There are problems administering a double-blind medical
trial. If infection by the virus is highly fatal, is it even moral to have a "control group" that receives only the placebo? If it is morally acceptable, how large must the "control group" be to obtain statistical confidence in the data? Is it morally ethical to deliberately expose anyone, the whole cohort, to the virus "for the greater good" or whatever rationale you can think of, knowing that some will get sick and die? These are tough decisions to make, and because it was a "crisis" the Government decided that citizens would have no right to sue Big Pharma if something went wrong, such as an allergic reaction, or if the virus nevertheless infected those who received the "jab" with the prospective vaccine. So Big Pharma was protected, whether anyone receiving the vaccine benefited or not.

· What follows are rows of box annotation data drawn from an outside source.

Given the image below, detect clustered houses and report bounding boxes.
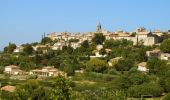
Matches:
[30,66,67,77]
[14,23,165,53]
[4,65,67,77]
[47,23,164,49]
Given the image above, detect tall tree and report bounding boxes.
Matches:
[160,39,170,53]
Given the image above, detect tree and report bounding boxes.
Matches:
[127,83,163,98]
[49,76,71,100]
[99,48,106,55]
[115,59,134,71]
[92,33,105,45]
[81,40,89,48]
[162,93,170,100]
[164,78,170,92]
[129,72,147,85]
[69,39,79,43]
[146,58,166,74]
[23,44,34,55]
[15,80,49,100]
[160,39,170,53]
[41,37,53,44]
[4,43,16,53]
[86,58,108,73]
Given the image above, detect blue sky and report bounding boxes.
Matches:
[0,0,170,50]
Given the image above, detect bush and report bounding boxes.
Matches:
[127,83,163,98]
[163,93,170,100]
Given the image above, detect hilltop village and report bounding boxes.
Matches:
[0,23,170,100]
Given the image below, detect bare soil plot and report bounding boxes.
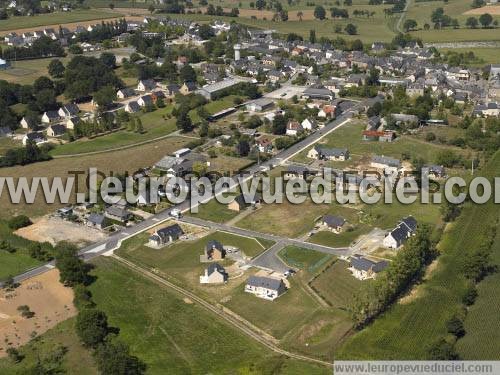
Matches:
[15,216,106,245]
[0,269,76,357]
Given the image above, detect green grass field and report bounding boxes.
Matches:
[311,260,370,309]
[0,137,189,218]
[0,56,69,85]
[338,152,500,360]
[0,9,121,31]
[0,221,41,280]
[51,106,176,156]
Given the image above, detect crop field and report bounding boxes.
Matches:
[0,9,120,32]
[338,152,500,360]
[457,217,500,360]
[311,260,370,308]
[0,137,189,218]
[51,106,176,156]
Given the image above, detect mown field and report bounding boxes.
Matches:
[0,221,41,280]
[0,258,331,375]
[0,9,120,31]
[0,137,189,218]
[51,105,176,156]
[337,152,500,360]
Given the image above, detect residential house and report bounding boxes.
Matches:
[125,101,141,113]
[245,276,286,301]
[200,263,228,284]
[23,132,47,146]
[57,103,80,118]
[87,213,107,229]
[286,120,304,136]
[42,111,61,124]
[148,224,184,247]
[104,205,132,223]
[382,216,417,249]
[204,240,226,261]
[300,118,318,130]
[349,255,389,280]
[321,215,345,233]
[137,79,156,92]
[179,82,196,95]
[47,124,66,137]
[116,87,135,99]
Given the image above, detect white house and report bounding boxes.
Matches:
[200,263,228,284]
[382,216,417,249]
[245,276,286,301]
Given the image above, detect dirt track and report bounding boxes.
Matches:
[0,269,76,358]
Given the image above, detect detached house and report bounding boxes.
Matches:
[200,263,228,284]
[42,111,61,124]
[349,255,389,280]
[245,276,286,301]
[57,103,80,118]
[203,240,226,261]
[286,121,304,136]
[148,224,184,247]
[382,216,417,249]
[137,79,156,92]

The question I have is: Was it worth it? I looking at the COVID death rates, it does appear that both types of vaccine have slowed down or reduced the rate of COVID deaths. But at what cost? How many people die every year from ordinary yearly flu infections? How about other causes of death? Did Big Pharma do us any favors by picking the "low-hanging fruit" and rushing it to the public? Medical research and drug development are expensive, so it may have made sense to proceed "full steam ahead and damn the torpedoes" to get something... anything, really... to a government-subsidized market. That is what Big Government is usually good at: spending money to get things done quickly.
Has it been worth it? I got my two "jabs" this year and AFAIK have avoid getting COVID. But now I have an itchy rash on both arms and will go on a high vitamin C, no-sugar, diet for a few weeks to see if that will clear it up. Wife says for me to delay getting the third "booster jab" or whatever THAT is. Will it be effective against the latest mutation? Are people at work in secret laboratories trying to figure out how to make COVID more fatal, more, contagious, and targeted to specific genomes? Do I have too much (or too little) melanin under my skin and would melanin be an effective genetic discriminant? Hows about blue eyes (mine are brown) and blonde hair (my hair is also brown, tending toward gray now)? We are already using viruses to deliver drugs to targeted human cells because the virus has the biological "key" to slip into the cell. Looking ahead to what may be possible, it scares the bejesus out of me.
Since we mapped out the human genome in the previous century, there is tremendous opportunity to do both a lot of good as well as a lot of evil. Well, maybe it's a moot point now if we melt all the ice on the planet with global climate change. There might not be any of "us" left to populate the next century. Oh, well. It has been an interesting time so far... that's an old Chinese curse, by the way.